Steve Ballmer couldn't choose between Courier and Windows and needed Bill Gates to step in, according to CNET's sources within Microsoft. CNET says that a good deal of infighting occurred between the Courier group led by Xbox creator J Allard and the Windows group led by Steven Sinofsky, and that Gates opposed Courier for not aligning with Microsoft's cash-generating Windows and Office software. Allard reportedly told Gates that an email client wasn't needed for the tablet and that its focus was on content creation, to which "Bill had an allergic reaction." Courier was canceled, and Allard announced his departure from Microsoft a few months later — although he insists Courier's demise wasn't to blame.
Courier was never officially announced as a Microsoft product, but the leaked concept was adored by onlookers for its incredibly novel approach to tablet computing.
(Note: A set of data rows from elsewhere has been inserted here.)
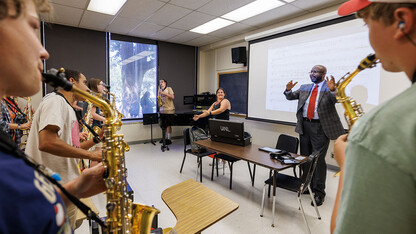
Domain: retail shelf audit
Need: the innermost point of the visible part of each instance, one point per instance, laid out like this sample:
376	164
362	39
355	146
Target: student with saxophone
29	202
54	136
377	192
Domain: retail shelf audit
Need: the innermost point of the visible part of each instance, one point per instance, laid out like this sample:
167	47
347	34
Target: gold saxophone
123	216
28	113
353	111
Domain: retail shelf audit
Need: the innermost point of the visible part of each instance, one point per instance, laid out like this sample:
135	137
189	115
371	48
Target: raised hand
290	85
331	83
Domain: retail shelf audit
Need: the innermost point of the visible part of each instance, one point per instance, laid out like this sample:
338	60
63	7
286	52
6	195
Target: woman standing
8	121
166	96
97	86
219	109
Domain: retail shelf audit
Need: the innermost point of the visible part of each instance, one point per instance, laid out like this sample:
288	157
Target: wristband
96	140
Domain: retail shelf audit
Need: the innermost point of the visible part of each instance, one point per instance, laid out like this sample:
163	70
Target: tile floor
151	171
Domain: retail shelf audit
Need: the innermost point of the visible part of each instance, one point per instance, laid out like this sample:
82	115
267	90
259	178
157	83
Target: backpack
197	134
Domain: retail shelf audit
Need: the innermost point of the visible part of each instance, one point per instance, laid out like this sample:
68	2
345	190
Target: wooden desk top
250	153
195	206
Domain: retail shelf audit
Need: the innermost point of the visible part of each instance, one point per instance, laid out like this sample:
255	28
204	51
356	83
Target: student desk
195	206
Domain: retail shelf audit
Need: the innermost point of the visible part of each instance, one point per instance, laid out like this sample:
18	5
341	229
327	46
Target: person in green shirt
377	189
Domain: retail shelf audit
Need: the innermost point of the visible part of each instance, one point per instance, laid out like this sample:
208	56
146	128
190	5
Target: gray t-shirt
54	110
379	190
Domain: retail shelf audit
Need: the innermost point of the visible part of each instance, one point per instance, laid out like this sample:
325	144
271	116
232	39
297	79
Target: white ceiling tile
166	33
274	15
315	5
140	9
65	15
203	40
146	29
192	20
82	4
183	37
95	20
220	7
122	25
190	4
168	14
232	30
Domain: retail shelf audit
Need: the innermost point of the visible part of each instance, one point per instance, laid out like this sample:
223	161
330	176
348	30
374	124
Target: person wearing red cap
377	189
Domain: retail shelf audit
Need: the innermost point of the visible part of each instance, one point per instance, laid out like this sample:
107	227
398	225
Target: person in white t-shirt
54	137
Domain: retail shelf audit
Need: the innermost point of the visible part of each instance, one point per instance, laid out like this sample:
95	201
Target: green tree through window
133	77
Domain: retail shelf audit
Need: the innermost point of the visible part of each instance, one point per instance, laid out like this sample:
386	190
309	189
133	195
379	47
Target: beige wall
216	58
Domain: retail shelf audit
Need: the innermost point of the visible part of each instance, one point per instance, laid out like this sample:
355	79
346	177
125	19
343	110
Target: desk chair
200	155
294	184
291	145
230	160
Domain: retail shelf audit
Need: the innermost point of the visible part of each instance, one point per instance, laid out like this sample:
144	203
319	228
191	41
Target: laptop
229	132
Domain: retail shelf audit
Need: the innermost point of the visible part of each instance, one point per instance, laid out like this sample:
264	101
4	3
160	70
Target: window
133	77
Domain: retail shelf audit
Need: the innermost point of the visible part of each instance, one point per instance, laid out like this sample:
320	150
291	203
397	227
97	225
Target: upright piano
179	118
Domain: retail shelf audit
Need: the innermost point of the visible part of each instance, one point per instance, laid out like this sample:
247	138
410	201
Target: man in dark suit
318	122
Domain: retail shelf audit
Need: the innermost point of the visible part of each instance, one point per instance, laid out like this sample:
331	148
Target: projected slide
338	54
340	47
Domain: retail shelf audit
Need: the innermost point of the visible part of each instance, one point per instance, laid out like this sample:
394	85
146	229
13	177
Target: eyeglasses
315	72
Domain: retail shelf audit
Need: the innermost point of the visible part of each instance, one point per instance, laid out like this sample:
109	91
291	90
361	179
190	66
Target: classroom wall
216	58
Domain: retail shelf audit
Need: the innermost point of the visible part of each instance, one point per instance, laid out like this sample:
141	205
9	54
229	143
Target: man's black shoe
319	200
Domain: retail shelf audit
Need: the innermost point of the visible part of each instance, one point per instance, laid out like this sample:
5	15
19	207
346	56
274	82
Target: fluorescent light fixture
136	57
252	9
109	7
212	25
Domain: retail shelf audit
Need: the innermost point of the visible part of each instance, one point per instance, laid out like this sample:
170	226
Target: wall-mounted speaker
239	55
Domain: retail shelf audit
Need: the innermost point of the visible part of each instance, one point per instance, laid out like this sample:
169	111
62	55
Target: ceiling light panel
109	7
252	9
212	25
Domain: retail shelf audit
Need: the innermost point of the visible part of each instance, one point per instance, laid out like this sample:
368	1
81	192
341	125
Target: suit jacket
328	116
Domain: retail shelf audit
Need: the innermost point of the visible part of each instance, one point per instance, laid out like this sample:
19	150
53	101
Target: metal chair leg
183	162
262	200
231	174
314	203
200	169
303	212
274	203
212	170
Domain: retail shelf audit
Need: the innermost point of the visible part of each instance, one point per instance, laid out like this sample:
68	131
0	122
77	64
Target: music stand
150	118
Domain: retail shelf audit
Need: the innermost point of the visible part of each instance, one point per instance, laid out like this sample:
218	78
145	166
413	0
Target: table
195	206
251	153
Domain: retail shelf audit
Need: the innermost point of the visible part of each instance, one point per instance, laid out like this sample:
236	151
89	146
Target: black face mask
316	77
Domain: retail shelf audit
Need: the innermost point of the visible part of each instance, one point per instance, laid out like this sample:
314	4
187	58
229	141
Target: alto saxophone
123	216
353	111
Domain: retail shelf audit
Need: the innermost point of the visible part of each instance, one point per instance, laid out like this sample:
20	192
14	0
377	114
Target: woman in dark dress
219	109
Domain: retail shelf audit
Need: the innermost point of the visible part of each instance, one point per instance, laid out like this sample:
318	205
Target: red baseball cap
352	6
356	5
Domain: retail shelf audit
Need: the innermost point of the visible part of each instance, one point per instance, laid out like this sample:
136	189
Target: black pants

CNET says that the phrase "Free Create" was a centerpiece of the Courier mission, and that it represented "a natural way to digitally write, sketch, and gather inspiration" with the combination of pen, touch, and the simple book-like format — a far cry from what Microsoft had been doing with Windows tablets, and even from what it's built with the vastly more touch-friendly Windows 8.
It's good to know that despite the meddling of the CEO emeritus, innovation is alive and well at Microsoft — we're hoping that Courier's legacy pushes Microsoft closer to becoming the consumer-focused company it really wants to be.